Did Ubuntu 10.04 Achieve Its Ten Second Boot Goal?

Written by Michael Larabel in Operating Systems on 28 April 2010 at 04:00 AM EDT. Page 2 of 3. 20 Comments.

We started with the Samsung NC10 netbook.

The Samsung NC10 with its Intel Atom N270 and OCZ Core Series SSD had a boot time of 55 seconds and 70MB/s peak disk throughput while under Ubuntu 10.04 LTS it exploded to 113MB/s and a boot time of just 18 seconds. The boot-time in Lucid Lynx is a huge improvement over Ubuntu 9.10 while it also uses Plymouth to provide a pleasant boot experience that leverages kernel mode-setting, but sadly we aren't exactly at the ten second timing yet. Next up was the ASUS EeePC 1201N. UPDATE: It appears that Bootchart was changed between Karmic and Lucid for how it measures the boot time, so the times between 9.10 and 10.04 are not directly comparable.
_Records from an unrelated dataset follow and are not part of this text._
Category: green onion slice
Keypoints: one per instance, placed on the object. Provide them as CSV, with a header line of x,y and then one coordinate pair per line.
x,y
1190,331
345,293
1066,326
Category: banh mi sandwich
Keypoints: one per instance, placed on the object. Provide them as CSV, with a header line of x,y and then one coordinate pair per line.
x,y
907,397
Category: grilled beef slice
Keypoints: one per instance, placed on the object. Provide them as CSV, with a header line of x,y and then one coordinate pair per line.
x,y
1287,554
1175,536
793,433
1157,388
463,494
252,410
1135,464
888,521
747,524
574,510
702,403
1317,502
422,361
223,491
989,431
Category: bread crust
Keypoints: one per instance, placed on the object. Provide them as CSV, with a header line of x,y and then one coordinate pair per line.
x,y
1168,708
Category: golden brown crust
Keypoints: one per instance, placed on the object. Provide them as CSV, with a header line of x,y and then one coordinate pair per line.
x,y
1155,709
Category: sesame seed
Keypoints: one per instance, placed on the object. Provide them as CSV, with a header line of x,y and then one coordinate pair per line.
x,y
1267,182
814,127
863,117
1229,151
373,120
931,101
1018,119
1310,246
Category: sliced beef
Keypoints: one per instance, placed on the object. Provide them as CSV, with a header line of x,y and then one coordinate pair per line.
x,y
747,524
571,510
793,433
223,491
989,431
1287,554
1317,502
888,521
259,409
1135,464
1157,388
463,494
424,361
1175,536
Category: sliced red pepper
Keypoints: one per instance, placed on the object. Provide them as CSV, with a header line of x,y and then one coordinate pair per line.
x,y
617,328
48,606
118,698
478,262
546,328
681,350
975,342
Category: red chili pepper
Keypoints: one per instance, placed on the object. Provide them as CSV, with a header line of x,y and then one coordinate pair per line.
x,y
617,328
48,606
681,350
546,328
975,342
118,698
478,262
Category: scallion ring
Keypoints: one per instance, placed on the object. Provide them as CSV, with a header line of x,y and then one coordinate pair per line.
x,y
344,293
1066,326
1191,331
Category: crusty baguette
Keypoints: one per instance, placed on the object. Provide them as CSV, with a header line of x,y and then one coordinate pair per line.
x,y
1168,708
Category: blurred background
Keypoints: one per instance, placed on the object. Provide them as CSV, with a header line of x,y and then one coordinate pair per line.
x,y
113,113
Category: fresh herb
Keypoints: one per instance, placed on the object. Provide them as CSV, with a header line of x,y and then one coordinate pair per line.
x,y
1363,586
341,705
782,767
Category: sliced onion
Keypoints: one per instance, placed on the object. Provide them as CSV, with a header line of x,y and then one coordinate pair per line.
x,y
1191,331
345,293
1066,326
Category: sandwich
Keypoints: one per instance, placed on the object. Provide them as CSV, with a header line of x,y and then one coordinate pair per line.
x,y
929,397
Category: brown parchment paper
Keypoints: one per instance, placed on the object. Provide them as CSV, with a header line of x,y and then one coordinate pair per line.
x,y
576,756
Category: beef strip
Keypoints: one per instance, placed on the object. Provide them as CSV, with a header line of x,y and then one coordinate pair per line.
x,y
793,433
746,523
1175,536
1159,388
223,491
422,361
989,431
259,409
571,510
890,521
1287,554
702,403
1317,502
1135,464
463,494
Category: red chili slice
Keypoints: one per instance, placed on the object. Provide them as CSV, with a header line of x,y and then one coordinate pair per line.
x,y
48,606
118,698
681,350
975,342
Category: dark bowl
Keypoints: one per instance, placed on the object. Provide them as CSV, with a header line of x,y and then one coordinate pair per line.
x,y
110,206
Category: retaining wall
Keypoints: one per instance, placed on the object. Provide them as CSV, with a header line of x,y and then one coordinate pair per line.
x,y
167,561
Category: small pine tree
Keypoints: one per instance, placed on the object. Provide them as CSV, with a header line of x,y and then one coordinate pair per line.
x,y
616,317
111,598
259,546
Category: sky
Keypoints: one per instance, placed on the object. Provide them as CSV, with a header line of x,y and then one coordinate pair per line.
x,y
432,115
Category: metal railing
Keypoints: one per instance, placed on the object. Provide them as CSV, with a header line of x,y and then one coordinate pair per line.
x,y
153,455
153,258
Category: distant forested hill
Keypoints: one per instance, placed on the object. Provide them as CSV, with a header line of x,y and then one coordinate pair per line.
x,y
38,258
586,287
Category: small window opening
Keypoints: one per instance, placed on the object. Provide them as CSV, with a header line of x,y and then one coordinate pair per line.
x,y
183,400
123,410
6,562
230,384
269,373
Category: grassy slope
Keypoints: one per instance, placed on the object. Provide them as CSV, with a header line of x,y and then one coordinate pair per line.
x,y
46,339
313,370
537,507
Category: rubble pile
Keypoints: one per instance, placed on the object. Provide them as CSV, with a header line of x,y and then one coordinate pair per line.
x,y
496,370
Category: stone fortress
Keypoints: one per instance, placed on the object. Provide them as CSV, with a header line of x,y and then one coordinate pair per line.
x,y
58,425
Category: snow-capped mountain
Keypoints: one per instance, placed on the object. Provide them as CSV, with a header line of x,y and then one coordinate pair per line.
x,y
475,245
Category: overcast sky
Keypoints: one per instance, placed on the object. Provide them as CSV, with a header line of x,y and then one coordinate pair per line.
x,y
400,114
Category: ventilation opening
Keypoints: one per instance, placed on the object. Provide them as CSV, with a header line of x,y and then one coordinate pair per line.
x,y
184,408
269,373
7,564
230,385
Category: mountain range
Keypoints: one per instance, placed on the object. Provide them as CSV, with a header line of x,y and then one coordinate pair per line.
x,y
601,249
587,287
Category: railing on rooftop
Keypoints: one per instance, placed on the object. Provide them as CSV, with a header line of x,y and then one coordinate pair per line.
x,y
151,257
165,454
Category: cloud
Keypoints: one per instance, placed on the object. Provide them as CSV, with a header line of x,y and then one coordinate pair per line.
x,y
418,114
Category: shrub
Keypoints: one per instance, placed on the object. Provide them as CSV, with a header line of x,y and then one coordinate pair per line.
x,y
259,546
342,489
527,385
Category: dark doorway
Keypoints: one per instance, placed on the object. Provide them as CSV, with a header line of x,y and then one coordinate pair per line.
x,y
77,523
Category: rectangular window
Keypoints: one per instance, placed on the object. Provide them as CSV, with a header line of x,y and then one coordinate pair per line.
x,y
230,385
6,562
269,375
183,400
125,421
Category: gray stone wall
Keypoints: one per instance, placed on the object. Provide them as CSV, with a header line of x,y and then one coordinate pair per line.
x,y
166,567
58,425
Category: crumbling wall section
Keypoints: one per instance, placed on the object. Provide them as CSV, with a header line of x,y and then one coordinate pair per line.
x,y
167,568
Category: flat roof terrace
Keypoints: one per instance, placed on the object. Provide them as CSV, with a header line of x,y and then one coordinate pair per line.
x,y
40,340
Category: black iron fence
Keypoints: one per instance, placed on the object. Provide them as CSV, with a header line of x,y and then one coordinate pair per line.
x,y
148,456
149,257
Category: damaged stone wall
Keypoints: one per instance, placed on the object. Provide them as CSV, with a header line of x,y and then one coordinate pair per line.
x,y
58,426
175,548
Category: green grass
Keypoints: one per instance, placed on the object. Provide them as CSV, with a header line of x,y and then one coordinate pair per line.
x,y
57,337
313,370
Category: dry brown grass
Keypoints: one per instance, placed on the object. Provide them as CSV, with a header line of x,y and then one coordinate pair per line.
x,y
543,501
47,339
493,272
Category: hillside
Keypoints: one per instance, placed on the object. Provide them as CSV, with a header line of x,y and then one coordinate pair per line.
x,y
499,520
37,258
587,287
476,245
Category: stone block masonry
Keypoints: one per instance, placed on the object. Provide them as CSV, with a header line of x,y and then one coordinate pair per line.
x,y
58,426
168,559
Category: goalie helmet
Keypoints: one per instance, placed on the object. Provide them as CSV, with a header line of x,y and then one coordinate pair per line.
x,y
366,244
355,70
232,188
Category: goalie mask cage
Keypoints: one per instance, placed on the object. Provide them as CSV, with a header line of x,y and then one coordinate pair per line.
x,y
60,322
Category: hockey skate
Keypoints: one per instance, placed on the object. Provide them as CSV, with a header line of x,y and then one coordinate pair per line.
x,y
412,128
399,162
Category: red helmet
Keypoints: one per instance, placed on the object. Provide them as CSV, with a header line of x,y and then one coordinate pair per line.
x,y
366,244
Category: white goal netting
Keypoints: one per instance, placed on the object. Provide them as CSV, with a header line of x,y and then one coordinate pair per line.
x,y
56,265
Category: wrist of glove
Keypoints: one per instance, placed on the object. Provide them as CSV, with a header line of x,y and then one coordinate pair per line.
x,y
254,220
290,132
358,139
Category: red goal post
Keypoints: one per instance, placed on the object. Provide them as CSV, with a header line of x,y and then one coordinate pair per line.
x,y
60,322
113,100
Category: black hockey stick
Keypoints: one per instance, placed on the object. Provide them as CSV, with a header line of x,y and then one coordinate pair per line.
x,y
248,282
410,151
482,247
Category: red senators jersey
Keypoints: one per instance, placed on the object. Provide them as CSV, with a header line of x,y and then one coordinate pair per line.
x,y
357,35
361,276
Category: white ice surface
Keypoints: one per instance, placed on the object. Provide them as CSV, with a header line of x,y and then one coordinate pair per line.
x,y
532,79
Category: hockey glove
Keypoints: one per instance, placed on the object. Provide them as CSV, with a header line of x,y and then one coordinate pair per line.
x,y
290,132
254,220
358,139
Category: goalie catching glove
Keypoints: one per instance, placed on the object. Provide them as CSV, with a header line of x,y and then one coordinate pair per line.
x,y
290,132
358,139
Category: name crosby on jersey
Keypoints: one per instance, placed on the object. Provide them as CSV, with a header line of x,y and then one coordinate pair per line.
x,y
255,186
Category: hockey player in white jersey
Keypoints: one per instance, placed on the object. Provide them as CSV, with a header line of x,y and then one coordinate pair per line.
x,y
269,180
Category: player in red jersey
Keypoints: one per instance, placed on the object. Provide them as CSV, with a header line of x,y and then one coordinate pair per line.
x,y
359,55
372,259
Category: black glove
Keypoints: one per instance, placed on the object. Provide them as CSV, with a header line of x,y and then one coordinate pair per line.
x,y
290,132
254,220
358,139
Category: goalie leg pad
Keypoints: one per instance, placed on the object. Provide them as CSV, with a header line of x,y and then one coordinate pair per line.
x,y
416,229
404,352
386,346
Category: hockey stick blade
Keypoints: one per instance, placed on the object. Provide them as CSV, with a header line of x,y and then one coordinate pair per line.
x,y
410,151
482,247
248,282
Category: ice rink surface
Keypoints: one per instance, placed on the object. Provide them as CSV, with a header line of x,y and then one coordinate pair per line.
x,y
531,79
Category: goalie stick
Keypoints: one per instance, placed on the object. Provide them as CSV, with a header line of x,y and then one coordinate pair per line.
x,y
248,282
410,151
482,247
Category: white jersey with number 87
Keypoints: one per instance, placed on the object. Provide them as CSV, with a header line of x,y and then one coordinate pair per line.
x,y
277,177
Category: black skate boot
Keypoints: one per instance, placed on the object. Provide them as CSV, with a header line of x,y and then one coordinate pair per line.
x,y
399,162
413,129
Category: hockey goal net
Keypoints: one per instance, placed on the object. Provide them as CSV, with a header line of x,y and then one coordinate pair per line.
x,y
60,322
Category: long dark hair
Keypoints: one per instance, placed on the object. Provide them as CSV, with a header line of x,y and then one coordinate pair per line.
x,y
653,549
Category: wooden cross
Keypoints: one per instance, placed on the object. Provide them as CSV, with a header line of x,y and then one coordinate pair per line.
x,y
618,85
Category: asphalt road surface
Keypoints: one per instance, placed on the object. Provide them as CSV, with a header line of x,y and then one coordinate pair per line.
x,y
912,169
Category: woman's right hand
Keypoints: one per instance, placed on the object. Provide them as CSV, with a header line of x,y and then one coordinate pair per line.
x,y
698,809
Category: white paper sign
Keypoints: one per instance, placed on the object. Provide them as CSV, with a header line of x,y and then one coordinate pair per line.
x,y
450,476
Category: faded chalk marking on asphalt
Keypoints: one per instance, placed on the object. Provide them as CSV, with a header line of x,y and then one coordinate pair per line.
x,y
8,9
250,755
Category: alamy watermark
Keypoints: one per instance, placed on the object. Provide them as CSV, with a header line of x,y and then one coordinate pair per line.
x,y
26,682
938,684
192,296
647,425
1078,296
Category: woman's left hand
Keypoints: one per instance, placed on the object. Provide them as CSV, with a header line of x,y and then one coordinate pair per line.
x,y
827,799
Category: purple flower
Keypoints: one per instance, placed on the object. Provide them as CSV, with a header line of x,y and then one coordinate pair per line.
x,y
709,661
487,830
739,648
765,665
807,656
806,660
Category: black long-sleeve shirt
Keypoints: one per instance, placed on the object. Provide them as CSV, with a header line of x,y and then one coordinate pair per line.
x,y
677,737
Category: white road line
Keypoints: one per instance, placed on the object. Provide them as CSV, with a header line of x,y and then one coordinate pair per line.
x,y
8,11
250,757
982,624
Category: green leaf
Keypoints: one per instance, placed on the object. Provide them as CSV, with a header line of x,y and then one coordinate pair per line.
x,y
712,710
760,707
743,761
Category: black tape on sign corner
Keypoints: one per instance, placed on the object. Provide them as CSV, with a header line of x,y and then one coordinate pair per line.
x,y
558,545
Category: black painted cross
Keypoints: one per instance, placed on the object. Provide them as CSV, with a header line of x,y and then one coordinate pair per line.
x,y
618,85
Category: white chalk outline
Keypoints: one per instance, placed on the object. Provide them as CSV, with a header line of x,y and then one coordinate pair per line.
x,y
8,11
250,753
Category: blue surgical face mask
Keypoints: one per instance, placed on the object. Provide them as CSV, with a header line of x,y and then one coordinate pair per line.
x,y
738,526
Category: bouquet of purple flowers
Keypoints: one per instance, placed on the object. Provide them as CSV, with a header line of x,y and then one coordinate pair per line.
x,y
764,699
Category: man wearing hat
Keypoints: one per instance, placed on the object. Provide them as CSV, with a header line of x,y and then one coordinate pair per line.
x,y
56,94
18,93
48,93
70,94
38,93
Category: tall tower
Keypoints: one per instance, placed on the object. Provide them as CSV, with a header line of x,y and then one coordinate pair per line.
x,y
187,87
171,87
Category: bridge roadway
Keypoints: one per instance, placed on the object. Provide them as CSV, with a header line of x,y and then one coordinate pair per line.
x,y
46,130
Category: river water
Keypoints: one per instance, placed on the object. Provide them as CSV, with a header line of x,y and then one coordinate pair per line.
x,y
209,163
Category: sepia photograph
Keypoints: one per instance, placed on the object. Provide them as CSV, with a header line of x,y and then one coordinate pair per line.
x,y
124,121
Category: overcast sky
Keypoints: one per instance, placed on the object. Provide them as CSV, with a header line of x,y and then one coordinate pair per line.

While the ASUS Eee PC 1201N boasts the dual-core, 64-bit Atom 330 processor and is built upon NVIDIA's ION platform, it booted slower than the older Samsung netbook due to the use of a traditional rotating hard drive. The boot time under Ubuntu 9.10 with the 1201N was 65 seconds and under Ubuntu 10.04 it is taking 23 seconds. The disk throughput tripled from 21MB/s to 63MB/s.